Jesus was near me, and He loved me and wanted to bring healing to me. Finally I saw the hem of His white robe, and then all of Him, but no details of His face. I watched as He picked me up and set me on the bend of His arm. He held me up high so I could be close to Him. We made a beautiful picture, I thought, Jesus and me. Dick asked if I would let Jesus hug me. "Of course," I answered. He instructed me to let Jesus hold me tightly so that we were chest to chest. Then he told me to push all my negative, hurtful, angry feelings into His chest, for Him to carry. Even though up to this point I felt I was an observer of myself as a little girl with Jesus, my real-life emotions stirred as I pushed these negative feelings off onto Him.
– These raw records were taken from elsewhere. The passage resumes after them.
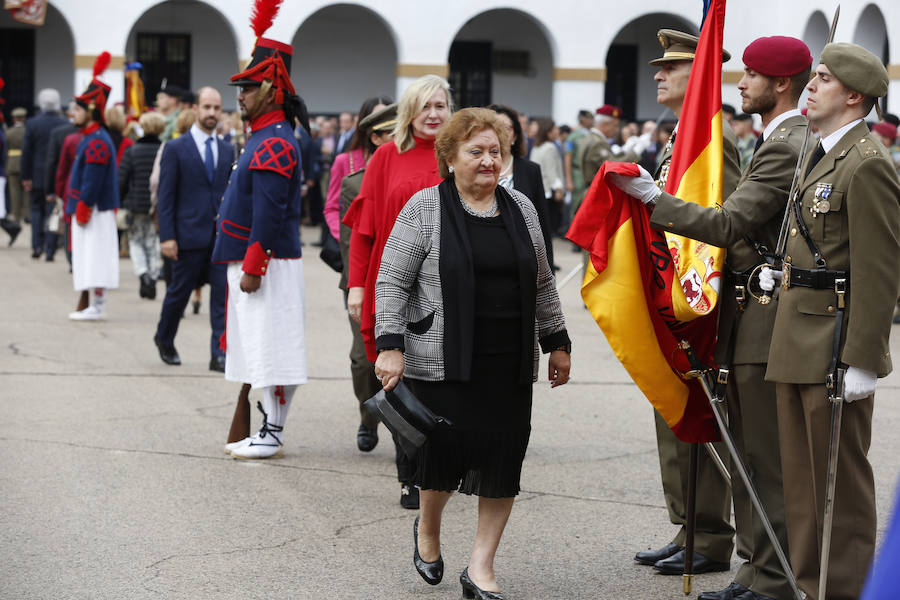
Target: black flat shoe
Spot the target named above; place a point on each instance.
(651, 557)
(472, 591)
(409, 496)
(432, 573)
(674, 565)
(366, 438)
(733, 590)
(168, 355)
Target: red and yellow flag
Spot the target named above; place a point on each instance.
(648, 290)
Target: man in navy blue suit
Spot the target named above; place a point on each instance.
(194, 173)
(34, 171)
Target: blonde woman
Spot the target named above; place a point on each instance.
(398, 170)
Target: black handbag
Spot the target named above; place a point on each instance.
(331, 253)
(405, 416)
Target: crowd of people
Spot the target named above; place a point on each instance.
(444, 222)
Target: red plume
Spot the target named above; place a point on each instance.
(262, 14)
(101, 63)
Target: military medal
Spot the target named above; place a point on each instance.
(821, 204)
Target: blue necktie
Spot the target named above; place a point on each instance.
(210, 162)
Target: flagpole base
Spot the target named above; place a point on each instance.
(687, 584)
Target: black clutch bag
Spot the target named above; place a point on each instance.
(405, 416)
(331, 253)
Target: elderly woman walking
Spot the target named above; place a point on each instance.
(464, 296)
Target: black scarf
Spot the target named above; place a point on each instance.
(458, 282)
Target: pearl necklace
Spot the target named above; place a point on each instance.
(483, 214)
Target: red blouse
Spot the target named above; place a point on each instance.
(390, 181)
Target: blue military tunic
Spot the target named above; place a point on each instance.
(260, 214)
(258, 233)
(92, 199)
(93, 181)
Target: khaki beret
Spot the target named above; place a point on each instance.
(380, 120)
(678, 45)
(857, 68)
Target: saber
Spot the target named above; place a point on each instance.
(795, 181)
(834, 445)
(716, 405)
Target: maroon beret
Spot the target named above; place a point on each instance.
(610, 111)
(886, 130)
(777, 56)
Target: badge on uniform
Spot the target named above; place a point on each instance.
(821, 203)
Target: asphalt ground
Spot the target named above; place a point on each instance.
(114, 483)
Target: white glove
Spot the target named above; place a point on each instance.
(858, 384)
(637, 143)
(641, 187)
(767, 277)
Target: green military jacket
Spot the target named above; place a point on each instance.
(754, 210)
(859, 233)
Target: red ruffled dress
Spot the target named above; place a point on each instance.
(390, 181)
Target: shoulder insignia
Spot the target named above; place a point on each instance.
(97, 153)
(274, 154)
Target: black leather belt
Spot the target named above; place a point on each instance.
(817, 279)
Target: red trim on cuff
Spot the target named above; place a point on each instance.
(82, 213)
(256, 260)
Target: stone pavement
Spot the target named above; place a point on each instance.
(114, 483)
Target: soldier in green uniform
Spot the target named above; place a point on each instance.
(599, 145)
(713, 542)
(15, 135)
(841, 272)
(775, 74)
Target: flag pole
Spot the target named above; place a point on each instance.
(690, 519)
(716, 404)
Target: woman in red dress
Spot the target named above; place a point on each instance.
(397, 170)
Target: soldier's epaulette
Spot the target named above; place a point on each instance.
(866, 148)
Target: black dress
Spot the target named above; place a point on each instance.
(482, 452)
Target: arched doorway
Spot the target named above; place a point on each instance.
(187, 43)
(503, 56)
(871, 34)
(34, 58)
(629, 79)
(343, 54)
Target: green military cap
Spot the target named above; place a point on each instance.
(856, 67)
(380, 120)
(678, 45)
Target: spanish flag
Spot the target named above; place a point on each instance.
(134, 91)
(649, 291)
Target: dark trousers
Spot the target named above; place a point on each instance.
(41, 239)
(366, 385)
(713, 534)
(188, 272)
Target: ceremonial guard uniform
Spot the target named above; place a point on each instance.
(92, 198)
(258, 236)
(714, 533)
(748, 225)
(839, 289)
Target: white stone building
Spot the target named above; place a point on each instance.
(543, 58)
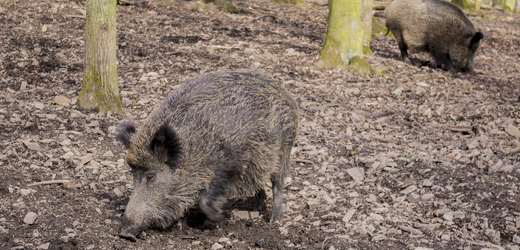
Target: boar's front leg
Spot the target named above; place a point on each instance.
(443, 58)
(213, 200)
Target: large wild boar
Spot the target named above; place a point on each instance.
(437, 27)
(219, 135)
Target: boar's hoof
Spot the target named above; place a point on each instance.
(209, 225)
(127, 235)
Dick gave me a moment of quiet before he asked what was happening next in the picture. I saw myself playfully kissing Jesus' neck and chin, showing Him my joyful, child-like affection.
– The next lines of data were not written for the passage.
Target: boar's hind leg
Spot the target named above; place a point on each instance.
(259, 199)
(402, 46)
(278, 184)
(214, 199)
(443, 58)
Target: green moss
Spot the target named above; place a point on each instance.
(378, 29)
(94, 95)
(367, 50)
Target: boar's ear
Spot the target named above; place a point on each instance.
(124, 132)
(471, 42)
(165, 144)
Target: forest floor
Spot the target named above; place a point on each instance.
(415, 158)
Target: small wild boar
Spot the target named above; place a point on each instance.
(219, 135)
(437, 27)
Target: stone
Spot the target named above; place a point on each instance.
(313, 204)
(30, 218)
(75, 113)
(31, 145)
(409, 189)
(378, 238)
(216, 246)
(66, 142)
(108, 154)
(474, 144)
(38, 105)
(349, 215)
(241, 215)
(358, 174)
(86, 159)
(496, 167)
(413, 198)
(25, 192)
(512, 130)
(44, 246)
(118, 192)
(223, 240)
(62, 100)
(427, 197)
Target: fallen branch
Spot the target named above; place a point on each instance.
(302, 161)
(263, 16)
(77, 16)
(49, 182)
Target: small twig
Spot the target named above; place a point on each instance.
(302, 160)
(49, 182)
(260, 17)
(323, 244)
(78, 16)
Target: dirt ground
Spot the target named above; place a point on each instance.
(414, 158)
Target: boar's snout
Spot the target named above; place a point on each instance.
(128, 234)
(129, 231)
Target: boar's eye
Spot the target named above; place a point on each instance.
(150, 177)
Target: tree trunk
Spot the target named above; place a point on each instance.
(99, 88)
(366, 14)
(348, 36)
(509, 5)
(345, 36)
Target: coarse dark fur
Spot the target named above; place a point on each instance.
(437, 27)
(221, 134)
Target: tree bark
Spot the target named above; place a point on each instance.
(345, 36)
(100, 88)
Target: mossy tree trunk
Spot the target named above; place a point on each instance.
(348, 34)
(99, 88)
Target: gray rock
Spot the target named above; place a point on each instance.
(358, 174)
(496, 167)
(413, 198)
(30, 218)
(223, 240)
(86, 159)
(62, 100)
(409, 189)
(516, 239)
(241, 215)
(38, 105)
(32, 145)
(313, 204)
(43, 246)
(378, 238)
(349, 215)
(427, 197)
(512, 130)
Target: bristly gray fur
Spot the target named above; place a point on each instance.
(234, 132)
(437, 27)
Suddenly, a startling realization shot through me as I sat there in Dick's office. I burst into tears, covering my eyes with my hands. The look I saw on Jesus' face as I kissed Him cut me to the quick. He was lit up with joy, His eyes were beaming with gladness! His laughter expressed His delight with my affection! He was enjoying me!! At that moment, the picture I had been observing as a third person became real for me. Throughout all the spaces of my soul, I felt Jesus' personal, enveloping love for me. God had made me sensitive, introspective, and affectionate for HIS OWN PLEASURE. I realized that the black hole of rejection I felt came from my expectations time and again that other people would, and should, fill my needs for acceptance and love that Jesus wants to fill. I saw how rejection (and self-rejection) fueled so much of my emotional pain - pain I had carried since I was a toddler!! I could not stop crying. God was blanketing my broken heart with a thick, soothing, healing balm!
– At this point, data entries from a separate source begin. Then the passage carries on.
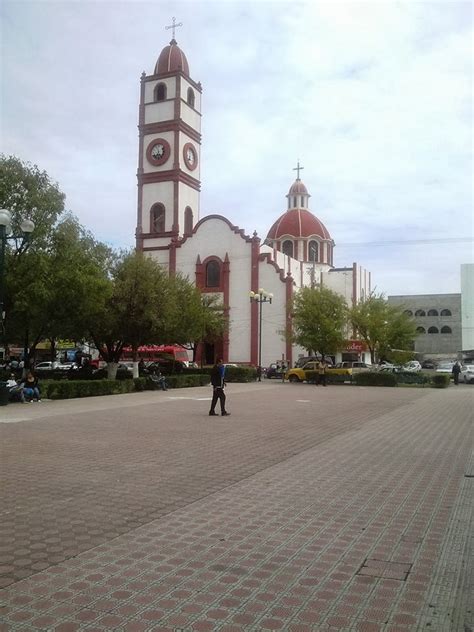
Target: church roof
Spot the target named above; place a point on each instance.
(298, 187)
(172, 59)
(298, 222)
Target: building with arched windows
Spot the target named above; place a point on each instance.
(221, 258)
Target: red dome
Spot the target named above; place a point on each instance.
(171, 59)
(298, 222)
(298, 187)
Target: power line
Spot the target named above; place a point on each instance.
(408, 242)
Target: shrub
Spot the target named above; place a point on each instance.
(408, 377)
(240, 374)
(374, 379)
(440, 380)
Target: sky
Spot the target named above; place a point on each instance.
(375, 99)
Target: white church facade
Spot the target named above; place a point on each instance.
(213, 252)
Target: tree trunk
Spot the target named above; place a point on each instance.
(112, 370)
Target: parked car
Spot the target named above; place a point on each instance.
(412, 367)
(48, 367)
(299, 374)
(445, 367)
(274, 371)
(357, 367)
(123, 373)
(467, 374)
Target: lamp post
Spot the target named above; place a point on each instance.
(26, 227)
(260, 297)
Since the time of my sessions with Dick, my confidence has grown tremendously and my ability to handle insult is much stronger. I have more respect for myself. Now, instead of focusing on how I wish God had made me differently, I simply look to God, and ask Him to continue to work in me what He wants. My husband, son and I are now missionaries in Eastern Europe! I have told Dick many times that I am on the mission field as a direct result of his ministry in my life. The culture change is difficult to adapt to and there are mishaps and miscommunications along the way. But now when I am hurt, I know how to run to Jesus and let Him pick me up again to love on me - and take the pain from my heart. I can go to Him like this because I know that He cherishes me, and takes delight in my company. He really does love me.